Machine Learning, Deep Learning, and Neural Networks
Machine Learning
If the idea that there could be “intelligent” or “thinking” machines remains highly questionable, there’s no question that the algorithms underpinning contemporary AI systems are distinctly different from those that dominated early efforts to program computers to take action in response to a set of circumstances.
In those early efforts, so-called “expert systems” equipped computers with a “knowledge base”—a set of facts about a given domain—and a set of logic-based rules to apply to those facts. In the classic example, a computer so equipped could make moves in a game like checkers or chess based on an enormous amount of previously stored information about past games and a set of rules for responding to new situations in a game as they arose.
By contrast, contemporary AI systems rely much more heavily on statistical inference and prediction; they use probability to respond to previously unencountered situations, and they’re capable of improving their responses by “learning” from feedback on their actions.

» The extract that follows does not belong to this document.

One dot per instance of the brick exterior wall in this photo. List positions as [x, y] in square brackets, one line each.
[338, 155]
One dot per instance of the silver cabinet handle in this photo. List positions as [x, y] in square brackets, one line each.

Indeed, “machine learning” is the generic label applied to computer systems capable of improving their output continuously in response to feedback. It’s important to recognize, however, that as in the case of “intelligence” and “thinking,” machine “learning” is driven by processes fundamentally different from those that drive human learning. The more the designers and marketers of AI systems use the language of human perception and cognition to describe what these systems do, the easier it becomes to anthropomorphize the machines themselves. Unless we keep at least mental quotation marks around AI terminology borrowed from the things a human brain does (operating in coordination with the rest of the human body it belongs to), we’re at risk of reaching some peculiar conclusions—one example, arguably, is the claim some are now making that AI systems, like humans, deserve, or will eventually deserve, to be treated as “persons” bearing rights.

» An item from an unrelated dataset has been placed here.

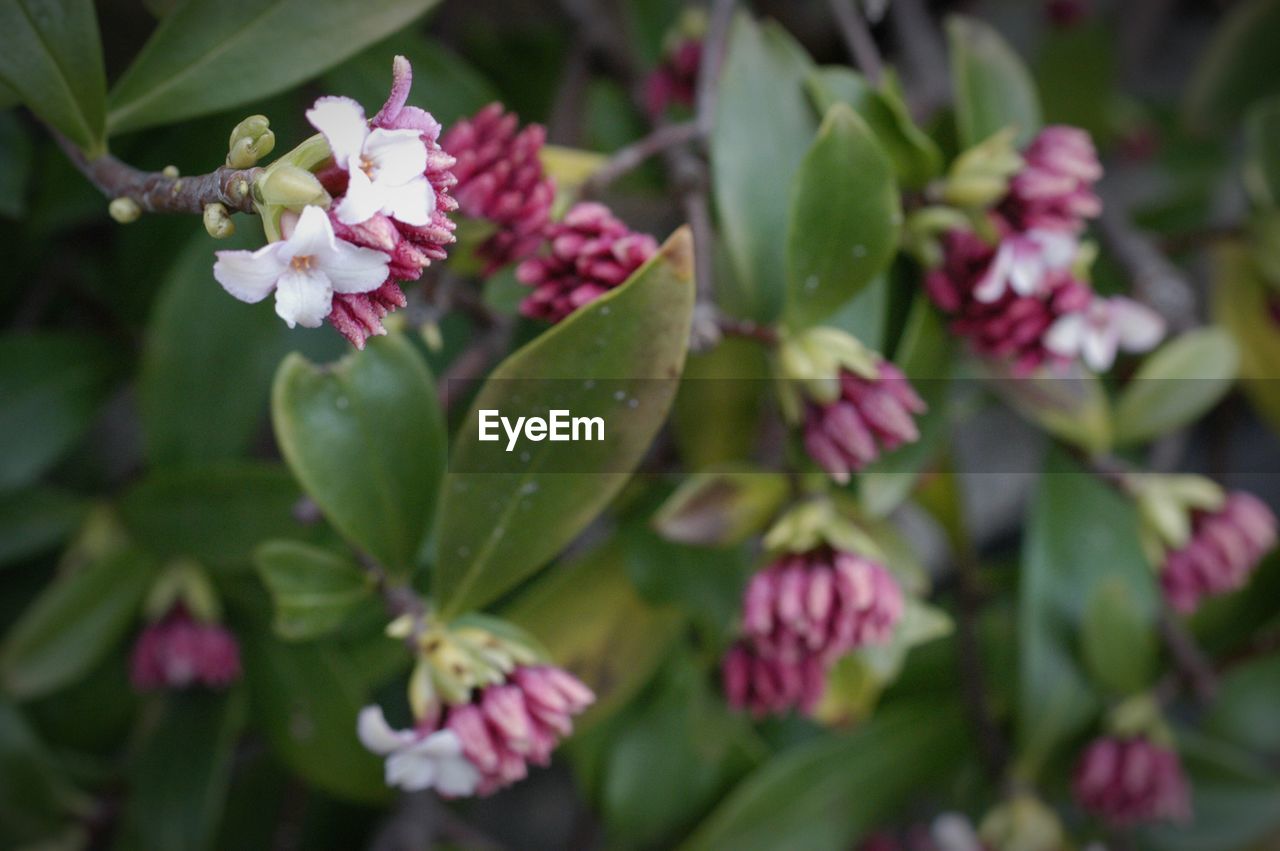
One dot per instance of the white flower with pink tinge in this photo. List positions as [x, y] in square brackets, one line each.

Deep Learning and Neural Networks
But to repeat, there’s no question computers can “learn” in the limited sense of running software whose performance continuously improves in response to feedback, and in recent years a kind of machine learning called “deep learning” has supercharged this process using a design called “neural networks.” Again, keep the quotation marks on this last term mentally, at least. Neural networks are intended to replicate, loosely, the networked structure of neurons in the human brain. The “nodes” of a neural network are indeed networked, but they aren’t, of course, actual neurons. They’re connected by complex mathematical equations. “Weights” and “parameters” in the network can be adjusted to fine-tune the output it produces.
When massive quanitites of data—numbers, words, images, whatever—are run repeatedly through a multi-layered neural network, the network becomes startlingly good at finding patterns in the data and generating new output based on statistical probablilities. It’s this capability that enables a chatbot like ChatGPT, Claude, Copilot, or Grok to take text as input and immediately generate grammatical, idiomatic output that gives all the appearance, at least superficially, of coming from a human interlocutor.
Supervised, Unsupervised, and Reinforcement Learning
Broadly speaking, AI systems can be trained in any of three ways. In “supervised learning,” labeled data goes into the network in order to train the network to look for specific patterns and match them when it finds them. In “unsupervised learning,” the network takes in unlabeled data and identifies patterns itself. In “reinforcement learning,” the network attempts, through trial and error, to achieve a general outcome.
Foundation, Large Language, and Diffusion Models
Neural networks trained on massive datasets, equipped with powerful computing resources, and capable of being used for a wide range of applications are sometimes called “foundation models.” Those trained on language data in order to use pattern-matching and probabilistic methods to generate text are called “large language models.” Those trained on image data and capable of generating images and video are called “diffusion models.”